As the Sun passes through the Astrological Sign of Pisces, and this month’s Zodiacal journey across the Kingston Zodiac takes us to Hayes, Heston and beyond, it is perhaps doubly significant that Kingston’s Coat of Arms, the Three Fishes, has its origins in the overtly Piscean activity of fishmongering. At the centre of the town’s ancient Market Place, in its historic church, lies the burial place of one John Lovekyn; founder of the nearby Mediaeval Lovekyn Chapel. Lovekyn, although a native of Kingston, was eventually to rise to high office as Lord Mayor of London; having originally made his fortune as a trader in stock fish with the City’s Fishmongers’ Company.
Lovekyn’s eventual successor as Lord Mayor, William de Walworth, was like his predecessor, a successful trader in stock fish with links to the Port of Newcastle. As his name suggests, his ancestors originally hailed from the now vanished Mediaeval village of Walworth; cleared of its population by the ravages of the Black Death during the fourteenth century.
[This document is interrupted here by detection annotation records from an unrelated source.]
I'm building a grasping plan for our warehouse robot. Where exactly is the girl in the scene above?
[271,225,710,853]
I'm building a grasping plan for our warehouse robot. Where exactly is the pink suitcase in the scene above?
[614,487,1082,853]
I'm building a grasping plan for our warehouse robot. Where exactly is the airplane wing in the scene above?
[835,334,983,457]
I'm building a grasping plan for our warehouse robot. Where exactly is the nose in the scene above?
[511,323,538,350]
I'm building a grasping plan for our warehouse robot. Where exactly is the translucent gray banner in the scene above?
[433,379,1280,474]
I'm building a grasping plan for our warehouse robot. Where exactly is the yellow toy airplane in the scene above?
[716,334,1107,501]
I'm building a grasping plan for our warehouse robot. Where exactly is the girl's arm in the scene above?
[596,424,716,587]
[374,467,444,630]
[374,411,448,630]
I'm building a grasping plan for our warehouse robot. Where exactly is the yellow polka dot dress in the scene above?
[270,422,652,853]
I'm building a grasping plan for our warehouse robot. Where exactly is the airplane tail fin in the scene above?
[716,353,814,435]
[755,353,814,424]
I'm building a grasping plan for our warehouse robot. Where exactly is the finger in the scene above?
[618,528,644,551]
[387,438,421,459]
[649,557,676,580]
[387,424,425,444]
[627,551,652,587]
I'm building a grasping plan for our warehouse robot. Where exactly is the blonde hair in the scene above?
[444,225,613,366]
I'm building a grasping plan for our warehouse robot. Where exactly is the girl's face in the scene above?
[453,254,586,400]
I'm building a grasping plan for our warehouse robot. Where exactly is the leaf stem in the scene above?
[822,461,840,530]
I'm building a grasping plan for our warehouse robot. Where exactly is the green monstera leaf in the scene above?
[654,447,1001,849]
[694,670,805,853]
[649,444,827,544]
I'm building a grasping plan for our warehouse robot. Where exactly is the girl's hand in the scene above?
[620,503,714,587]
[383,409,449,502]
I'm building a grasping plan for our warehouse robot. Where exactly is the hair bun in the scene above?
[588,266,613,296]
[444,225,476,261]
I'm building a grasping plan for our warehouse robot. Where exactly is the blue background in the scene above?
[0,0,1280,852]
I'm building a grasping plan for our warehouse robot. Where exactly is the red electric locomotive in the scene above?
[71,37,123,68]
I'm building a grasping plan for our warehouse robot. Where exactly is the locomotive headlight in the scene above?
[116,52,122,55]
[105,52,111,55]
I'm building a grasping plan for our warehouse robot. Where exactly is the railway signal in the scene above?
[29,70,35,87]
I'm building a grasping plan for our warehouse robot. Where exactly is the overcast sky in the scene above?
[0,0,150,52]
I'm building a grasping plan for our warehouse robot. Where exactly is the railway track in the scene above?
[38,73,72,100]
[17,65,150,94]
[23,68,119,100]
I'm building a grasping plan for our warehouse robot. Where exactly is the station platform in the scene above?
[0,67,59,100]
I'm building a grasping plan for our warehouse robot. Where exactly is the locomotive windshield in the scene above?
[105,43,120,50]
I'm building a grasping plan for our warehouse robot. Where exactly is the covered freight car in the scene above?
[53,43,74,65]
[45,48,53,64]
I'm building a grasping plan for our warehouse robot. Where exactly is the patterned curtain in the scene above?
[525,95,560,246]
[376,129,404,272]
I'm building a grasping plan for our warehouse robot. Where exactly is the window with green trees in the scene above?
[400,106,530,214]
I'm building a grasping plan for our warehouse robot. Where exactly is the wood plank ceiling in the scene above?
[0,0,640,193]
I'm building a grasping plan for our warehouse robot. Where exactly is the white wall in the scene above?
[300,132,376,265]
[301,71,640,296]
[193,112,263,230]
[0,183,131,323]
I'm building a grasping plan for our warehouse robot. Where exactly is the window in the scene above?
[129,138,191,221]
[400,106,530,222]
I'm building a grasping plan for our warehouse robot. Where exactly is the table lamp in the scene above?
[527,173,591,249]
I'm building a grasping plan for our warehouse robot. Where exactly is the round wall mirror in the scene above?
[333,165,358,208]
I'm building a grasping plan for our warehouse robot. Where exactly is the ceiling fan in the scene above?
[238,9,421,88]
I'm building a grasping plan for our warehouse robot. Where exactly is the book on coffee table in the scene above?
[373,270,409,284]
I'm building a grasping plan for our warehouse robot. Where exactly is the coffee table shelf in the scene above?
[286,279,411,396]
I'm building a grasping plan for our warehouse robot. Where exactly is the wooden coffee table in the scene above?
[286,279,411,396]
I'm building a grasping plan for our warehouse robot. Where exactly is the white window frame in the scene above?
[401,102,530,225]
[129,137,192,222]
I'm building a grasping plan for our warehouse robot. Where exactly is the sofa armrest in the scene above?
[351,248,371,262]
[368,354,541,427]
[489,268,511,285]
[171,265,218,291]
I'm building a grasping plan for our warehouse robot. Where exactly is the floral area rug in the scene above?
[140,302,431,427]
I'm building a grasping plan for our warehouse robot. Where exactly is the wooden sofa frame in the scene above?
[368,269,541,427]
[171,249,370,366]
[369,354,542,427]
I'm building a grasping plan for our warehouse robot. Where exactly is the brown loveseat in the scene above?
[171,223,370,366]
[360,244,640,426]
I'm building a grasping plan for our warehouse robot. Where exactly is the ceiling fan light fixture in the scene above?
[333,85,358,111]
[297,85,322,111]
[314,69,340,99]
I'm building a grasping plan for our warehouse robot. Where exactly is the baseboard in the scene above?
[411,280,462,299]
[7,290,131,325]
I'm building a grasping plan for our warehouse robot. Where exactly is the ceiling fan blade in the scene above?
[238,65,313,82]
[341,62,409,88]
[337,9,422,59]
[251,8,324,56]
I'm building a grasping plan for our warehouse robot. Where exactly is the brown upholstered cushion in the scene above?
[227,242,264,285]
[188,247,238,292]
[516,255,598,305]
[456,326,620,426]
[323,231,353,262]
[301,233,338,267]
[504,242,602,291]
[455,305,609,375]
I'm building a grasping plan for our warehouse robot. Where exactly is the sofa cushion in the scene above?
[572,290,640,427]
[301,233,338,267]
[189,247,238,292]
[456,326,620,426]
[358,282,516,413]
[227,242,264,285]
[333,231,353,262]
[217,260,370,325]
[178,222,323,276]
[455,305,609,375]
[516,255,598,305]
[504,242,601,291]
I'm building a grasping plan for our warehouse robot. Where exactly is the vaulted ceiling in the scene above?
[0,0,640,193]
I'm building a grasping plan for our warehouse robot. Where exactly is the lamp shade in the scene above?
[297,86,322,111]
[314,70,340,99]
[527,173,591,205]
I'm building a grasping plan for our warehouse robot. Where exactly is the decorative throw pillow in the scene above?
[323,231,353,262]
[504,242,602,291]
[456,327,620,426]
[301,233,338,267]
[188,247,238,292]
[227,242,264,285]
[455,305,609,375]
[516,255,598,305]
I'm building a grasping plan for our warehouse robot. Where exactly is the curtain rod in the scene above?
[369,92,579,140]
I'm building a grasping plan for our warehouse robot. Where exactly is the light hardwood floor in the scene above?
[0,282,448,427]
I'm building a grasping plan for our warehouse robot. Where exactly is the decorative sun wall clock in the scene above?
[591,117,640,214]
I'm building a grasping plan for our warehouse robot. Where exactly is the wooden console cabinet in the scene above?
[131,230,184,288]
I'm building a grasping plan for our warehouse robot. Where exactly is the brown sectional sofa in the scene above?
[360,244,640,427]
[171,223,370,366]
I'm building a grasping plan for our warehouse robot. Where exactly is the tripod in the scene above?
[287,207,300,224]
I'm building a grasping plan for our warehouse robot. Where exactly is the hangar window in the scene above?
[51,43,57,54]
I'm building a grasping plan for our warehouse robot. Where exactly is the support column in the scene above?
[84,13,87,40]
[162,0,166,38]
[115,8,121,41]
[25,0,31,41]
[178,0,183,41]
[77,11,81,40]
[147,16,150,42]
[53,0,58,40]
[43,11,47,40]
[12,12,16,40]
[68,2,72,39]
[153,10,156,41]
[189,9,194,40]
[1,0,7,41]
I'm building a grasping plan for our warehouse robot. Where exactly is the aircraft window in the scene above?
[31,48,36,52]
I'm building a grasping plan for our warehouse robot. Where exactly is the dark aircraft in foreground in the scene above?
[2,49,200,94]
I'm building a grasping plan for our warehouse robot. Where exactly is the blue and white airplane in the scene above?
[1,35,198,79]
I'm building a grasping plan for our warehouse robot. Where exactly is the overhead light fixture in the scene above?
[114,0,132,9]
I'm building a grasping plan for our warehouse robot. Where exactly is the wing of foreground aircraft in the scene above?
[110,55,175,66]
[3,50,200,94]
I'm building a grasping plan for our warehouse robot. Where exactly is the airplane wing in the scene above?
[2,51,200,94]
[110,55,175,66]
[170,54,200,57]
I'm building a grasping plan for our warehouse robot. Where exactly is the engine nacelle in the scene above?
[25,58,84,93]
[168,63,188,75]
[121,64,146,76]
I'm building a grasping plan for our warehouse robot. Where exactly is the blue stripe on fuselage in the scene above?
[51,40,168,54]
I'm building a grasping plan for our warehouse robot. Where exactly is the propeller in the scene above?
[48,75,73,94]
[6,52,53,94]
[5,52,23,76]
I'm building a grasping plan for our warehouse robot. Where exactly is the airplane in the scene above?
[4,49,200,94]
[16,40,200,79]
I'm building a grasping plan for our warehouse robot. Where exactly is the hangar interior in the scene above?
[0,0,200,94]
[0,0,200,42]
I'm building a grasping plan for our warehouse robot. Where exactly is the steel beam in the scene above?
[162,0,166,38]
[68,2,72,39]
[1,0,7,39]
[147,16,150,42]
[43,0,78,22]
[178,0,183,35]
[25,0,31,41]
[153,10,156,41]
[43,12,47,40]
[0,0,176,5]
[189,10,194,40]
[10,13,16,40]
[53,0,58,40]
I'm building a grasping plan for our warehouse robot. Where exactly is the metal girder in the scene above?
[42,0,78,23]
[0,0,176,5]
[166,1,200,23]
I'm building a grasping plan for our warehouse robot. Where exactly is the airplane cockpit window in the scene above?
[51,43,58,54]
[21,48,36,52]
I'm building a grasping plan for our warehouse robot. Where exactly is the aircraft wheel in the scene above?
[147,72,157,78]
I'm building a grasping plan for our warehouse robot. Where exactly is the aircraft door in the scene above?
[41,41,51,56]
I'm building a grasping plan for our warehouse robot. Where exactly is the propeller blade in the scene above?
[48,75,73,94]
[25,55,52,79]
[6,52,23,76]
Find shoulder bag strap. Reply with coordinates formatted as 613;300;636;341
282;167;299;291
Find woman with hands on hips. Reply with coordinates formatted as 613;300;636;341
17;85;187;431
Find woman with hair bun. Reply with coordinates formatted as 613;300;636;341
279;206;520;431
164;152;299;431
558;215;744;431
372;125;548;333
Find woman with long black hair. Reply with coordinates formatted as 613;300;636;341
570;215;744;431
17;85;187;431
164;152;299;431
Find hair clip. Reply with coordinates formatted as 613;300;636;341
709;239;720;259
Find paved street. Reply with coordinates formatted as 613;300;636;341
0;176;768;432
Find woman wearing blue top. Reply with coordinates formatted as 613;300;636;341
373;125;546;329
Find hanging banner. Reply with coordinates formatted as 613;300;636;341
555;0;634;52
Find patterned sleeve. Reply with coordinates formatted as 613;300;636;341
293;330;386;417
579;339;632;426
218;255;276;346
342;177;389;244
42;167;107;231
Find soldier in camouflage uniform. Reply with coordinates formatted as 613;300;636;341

Of further significance perhaps is that the nearby river Tees empties into the North Sea close to the ancient manor of Bellingham; original home of the Belasyse Family before their eventual decampment to Henknowle near Bishop Auckland. Ancient but obscure sources link the name Belasyse with Blaise, Merlin the Magician’s North British mentor according to Thomas Mallory.
Walworth’s role as Kingmaker is often forgotten, but his slaying of Wat Tyler, leader of the Peasants’ Revolt, in London’s Smithfield, was re-enacted annually at many a Lord Mayor’s Pageant. Perhaps this all has a connection with the unfortunate Henry Beauclerk, younger brother of William Rufus, whose ingestion of a surfeit of Lamphreys in December 1135 was to result in his death from dysentry soon after: an event that was to inspire a memorable ‘Fairport Convention’ instrumental of the same title.
Of further significance perhaps is the fact that nearby Sedgefield’s ancient football game is played at Hocktide. The same date as its Kingstonian counterpart. Do these connections hold the key to Walworth and Lovekyn’s original association with one another? And, if so, was there a similarly ancient connection between County Durham’s Witton-le-Wear and the Mediaeval village of Whitton on Kingston’s Arian Effigy? Perhaps next month’s blog will be more revealing?